S127 est un numéro que je n'oublierai pas de sitôt. C'est cette tombe que les archéologues ont dévoilée en 2006, juste devant l'entrée de l'Église Saint-Pierre. Déjà à l'époque, les archéologues et les historiens gantois avaient émis l'hypothèse qu'il pouvait s'agir de Judith, la première comtesse de Flandre. Ce n'était qu'une hypothèse folle, mais l'émission télévisée flamande Het verhaal van Vlaanderen a mis le feu aux poudres.
Les dents racontent l'histoire
Confirmer ou réfuter une théorie comme celle-ci est un processus qui se déroule étape par étape. Nous savions déjà à l'œil nu qu'il s'agissait d'une femme, grâce à la forme de sa hanche. Nous pouvions également déduire de sa dépouille qu'elle avait environ 50 ans lorsqu'elle est décédée. Jusque-là, pas de problème. Nous ne connaissons pas les détails biographiques de la Judith historique au-delà de son mariage avec Baudouin et ses deux enfants, mais elle devait certainement avoir plus de vingt-cinq ans. Check.

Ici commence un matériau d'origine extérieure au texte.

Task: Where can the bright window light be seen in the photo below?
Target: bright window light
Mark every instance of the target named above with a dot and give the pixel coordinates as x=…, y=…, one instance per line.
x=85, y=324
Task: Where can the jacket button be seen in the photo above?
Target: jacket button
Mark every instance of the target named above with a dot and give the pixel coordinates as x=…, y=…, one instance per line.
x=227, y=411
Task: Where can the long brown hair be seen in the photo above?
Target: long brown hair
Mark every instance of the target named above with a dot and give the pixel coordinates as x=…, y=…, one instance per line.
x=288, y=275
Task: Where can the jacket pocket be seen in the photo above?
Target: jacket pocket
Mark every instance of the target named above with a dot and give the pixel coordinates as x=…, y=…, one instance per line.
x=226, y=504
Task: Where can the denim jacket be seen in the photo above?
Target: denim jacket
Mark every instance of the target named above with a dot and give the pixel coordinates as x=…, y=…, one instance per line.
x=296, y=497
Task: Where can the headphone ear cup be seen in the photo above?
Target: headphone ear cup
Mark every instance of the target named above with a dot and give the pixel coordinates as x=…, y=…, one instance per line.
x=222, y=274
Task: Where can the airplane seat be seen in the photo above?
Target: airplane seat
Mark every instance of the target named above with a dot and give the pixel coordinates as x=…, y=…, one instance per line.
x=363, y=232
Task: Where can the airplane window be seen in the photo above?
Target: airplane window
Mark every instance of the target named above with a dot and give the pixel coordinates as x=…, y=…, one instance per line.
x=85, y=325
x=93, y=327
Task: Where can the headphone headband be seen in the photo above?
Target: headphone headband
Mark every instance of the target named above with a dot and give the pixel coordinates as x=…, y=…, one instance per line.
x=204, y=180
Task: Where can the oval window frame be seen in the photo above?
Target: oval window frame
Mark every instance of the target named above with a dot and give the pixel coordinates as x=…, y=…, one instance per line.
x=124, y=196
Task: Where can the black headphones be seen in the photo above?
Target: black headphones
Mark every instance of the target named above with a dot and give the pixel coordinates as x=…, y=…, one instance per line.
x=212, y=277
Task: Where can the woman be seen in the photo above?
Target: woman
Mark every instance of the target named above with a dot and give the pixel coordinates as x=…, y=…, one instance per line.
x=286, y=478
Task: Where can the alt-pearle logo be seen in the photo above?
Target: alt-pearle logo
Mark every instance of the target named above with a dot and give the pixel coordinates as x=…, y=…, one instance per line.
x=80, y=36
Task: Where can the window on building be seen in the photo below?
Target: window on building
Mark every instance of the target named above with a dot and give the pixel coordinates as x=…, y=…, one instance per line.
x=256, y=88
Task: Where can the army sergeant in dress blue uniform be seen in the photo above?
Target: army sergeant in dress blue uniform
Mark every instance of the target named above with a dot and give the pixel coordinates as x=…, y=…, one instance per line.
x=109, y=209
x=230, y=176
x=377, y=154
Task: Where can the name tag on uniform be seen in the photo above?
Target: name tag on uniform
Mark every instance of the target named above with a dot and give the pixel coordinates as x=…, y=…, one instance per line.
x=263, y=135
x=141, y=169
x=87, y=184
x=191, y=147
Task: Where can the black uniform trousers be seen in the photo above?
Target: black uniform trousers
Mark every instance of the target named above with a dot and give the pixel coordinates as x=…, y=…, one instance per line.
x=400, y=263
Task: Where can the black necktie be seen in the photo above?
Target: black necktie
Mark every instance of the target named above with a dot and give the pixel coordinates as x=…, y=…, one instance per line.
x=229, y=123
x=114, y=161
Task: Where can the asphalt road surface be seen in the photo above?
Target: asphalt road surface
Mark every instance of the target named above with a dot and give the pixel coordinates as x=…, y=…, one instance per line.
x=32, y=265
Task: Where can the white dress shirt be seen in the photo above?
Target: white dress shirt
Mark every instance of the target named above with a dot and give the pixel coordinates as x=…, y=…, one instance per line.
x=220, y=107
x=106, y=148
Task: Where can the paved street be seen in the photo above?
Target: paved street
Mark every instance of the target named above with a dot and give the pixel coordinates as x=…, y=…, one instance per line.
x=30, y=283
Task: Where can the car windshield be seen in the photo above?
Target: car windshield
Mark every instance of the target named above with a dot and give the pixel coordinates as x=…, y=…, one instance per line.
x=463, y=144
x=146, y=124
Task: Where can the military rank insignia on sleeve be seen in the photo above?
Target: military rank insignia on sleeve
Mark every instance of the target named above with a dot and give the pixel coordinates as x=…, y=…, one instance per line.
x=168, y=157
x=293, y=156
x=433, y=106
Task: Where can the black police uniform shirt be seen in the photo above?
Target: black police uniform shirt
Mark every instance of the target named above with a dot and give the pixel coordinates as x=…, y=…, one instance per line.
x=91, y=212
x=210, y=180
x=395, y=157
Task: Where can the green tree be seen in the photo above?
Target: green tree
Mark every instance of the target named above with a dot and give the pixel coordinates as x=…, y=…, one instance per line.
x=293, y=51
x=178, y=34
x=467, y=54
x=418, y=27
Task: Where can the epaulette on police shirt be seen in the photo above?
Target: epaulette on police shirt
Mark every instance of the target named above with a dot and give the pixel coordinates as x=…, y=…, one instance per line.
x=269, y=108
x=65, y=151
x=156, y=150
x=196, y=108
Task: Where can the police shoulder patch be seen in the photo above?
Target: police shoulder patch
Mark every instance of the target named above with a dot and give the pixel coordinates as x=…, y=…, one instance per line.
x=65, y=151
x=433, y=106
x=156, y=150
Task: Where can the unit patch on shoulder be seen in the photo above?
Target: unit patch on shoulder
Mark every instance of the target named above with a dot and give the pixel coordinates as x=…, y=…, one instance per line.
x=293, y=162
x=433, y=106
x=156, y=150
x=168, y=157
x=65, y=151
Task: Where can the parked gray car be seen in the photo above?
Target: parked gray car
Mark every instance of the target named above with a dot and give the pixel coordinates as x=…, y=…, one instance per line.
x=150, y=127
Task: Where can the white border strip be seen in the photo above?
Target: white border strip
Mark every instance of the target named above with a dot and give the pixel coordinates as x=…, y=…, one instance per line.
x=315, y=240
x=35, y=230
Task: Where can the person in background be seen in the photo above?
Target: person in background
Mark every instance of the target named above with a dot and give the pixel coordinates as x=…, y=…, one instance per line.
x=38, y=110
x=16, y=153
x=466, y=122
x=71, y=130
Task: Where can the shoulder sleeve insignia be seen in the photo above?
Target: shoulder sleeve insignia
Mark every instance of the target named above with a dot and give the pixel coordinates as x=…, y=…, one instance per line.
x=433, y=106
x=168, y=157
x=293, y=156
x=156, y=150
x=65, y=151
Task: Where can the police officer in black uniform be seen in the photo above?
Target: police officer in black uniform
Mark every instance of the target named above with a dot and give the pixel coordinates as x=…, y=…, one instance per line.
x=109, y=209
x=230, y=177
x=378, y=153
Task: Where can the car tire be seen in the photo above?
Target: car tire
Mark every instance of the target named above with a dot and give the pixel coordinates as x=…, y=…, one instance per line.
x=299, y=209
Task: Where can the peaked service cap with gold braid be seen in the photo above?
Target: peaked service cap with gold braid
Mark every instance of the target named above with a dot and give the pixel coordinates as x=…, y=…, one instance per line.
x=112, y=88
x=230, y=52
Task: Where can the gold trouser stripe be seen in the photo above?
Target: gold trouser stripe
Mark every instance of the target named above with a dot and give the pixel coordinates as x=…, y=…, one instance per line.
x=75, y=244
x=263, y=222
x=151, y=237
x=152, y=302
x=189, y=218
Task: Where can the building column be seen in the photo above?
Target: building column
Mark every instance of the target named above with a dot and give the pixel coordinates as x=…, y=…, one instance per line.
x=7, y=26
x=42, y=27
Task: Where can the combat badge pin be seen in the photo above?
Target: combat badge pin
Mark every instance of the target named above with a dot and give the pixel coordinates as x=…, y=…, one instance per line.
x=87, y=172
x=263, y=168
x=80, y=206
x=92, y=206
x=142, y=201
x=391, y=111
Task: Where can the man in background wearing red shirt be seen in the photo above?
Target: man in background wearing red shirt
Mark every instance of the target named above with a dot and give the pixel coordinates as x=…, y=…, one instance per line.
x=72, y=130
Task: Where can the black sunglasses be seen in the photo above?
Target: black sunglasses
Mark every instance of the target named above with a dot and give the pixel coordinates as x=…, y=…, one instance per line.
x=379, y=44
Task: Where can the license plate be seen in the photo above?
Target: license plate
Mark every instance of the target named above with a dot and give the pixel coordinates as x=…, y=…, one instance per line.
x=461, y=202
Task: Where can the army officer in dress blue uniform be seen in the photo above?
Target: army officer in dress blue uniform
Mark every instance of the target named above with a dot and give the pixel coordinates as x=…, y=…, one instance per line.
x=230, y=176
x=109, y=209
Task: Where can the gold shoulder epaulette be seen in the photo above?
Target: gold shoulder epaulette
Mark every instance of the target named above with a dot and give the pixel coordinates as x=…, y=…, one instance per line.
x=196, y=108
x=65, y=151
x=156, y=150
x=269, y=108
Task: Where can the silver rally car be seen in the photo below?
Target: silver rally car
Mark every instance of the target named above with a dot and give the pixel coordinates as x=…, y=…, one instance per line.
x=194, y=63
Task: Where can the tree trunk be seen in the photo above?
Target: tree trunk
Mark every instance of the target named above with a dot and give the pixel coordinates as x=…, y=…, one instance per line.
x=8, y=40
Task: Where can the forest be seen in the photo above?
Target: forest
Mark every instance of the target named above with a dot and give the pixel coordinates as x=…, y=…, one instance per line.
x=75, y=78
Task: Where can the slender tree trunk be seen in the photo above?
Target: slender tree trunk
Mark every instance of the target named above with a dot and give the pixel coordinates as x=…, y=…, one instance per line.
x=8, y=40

Les choses sont ensuite devenues plus intéressantes grâce à l'analyse biomoléculaire. « On est ce que l'on mange » est le principe qui se cache derrière cette analyse. La proportion d'éléments chimiques dans l'os permet de déterminer le régime alimentaire d'une personne, même si elle a vécu il y a plus d'un millier d'années. Dans le cas de cette femme, l'abondance était exceptionnelle : beaucoup de viande et de poisson, qu'il s'agisse de poissons de mer ou d'eau douce. On a également pu déduire de la carie dentaire qu'elle aimait les sucreries. Ou bien qu'elle aimait un peu trop boire, car l'alcool contient aussi beaucoup de sucres.
Une personne fortunée, donc, qui ne manquait de rien. Et qui plus est, cela a été le cas tout au long de sa vie. La plupart des corps datant du début du Moyen Âge nous offrent une image différente. Étant donné que de nombreux enfants de l'époque ont connu un hiver de privation à un moment ou à un autre, nous constatons généralement des ruptures de croissance au niveau des dents. C'est comparable aux anneaux de croissance d'un arbre : vous verrez une ligne dans les dents à l'époque où elles ont eu la vie dure. Pour la personne du tombeau S127 : rien de tout cela. Cette femme avait bien mangé toute sa vie.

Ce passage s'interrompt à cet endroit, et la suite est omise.